UCLA and Italian chemists show that copper-zinc superoxide dismutase may not contain copper and zinc at all in patients.

Chemists from UCLA and the University of Florence in Italy report that they have found evidence that suggests that in ALS patients, copper-zinc superoxide dismutase, which is associated with the disease, may not contain copper and zinc at all.


“If we keep the metals entirely out of the protein, we can explain the toxicity, since even the normal protein forms aggregate at physiological conditions when the metals are gone,” explains Joan Selverstone Valentine, UCLA professor of chemistry and biochemistry.


“We studied what happens to the protein if you have the metals, if you have no metals, and if you have part of the metals,” Valentine says.

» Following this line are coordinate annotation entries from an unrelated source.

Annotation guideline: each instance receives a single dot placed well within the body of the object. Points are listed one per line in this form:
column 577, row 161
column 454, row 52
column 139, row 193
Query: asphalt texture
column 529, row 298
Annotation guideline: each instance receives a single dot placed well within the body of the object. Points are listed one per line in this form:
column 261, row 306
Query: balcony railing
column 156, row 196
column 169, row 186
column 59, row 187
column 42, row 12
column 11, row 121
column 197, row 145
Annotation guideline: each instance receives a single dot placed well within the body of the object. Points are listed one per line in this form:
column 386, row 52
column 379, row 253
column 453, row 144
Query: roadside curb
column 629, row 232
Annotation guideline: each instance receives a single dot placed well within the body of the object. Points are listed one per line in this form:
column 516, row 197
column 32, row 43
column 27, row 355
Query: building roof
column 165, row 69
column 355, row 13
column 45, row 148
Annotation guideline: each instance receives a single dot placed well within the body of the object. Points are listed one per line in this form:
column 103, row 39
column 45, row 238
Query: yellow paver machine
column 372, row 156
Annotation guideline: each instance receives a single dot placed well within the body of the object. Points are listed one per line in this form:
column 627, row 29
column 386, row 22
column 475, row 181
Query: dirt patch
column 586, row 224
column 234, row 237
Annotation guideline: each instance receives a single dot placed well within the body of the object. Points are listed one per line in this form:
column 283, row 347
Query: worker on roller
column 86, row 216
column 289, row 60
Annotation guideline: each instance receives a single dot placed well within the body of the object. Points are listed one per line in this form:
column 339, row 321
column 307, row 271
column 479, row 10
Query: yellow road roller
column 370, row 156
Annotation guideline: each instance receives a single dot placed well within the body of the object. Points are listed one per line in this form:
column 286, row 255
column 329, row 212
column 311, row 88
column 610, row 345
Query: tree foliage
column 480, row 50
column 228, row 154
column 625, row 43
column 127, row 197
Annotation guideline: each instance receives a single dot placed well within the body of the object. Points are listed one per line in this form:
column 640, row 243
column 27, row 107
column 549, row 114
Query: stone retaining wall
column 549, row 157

The research indicates that it is the metal-free protein that is likely to be toxic. The protein misfolds when the copper and zinc are not present but folds properly when they are there. “Before copper and zinc are inserted, the protein can misfold under physiological conditions,” Valentine explains.


There is evidence that ALS is associated with this misfolding of the protein, which becomes toxic in some way that is not known and has properties similar to misfolded proteins associated with other neurodegenerative disorders like Alzheimer’s and Parkinson’s disease, according to Valentine.


The team presented evidence for this hypothesis in Proceedings of the National Academy of Sciences, currently online and available in the journal’s July 3 print edition.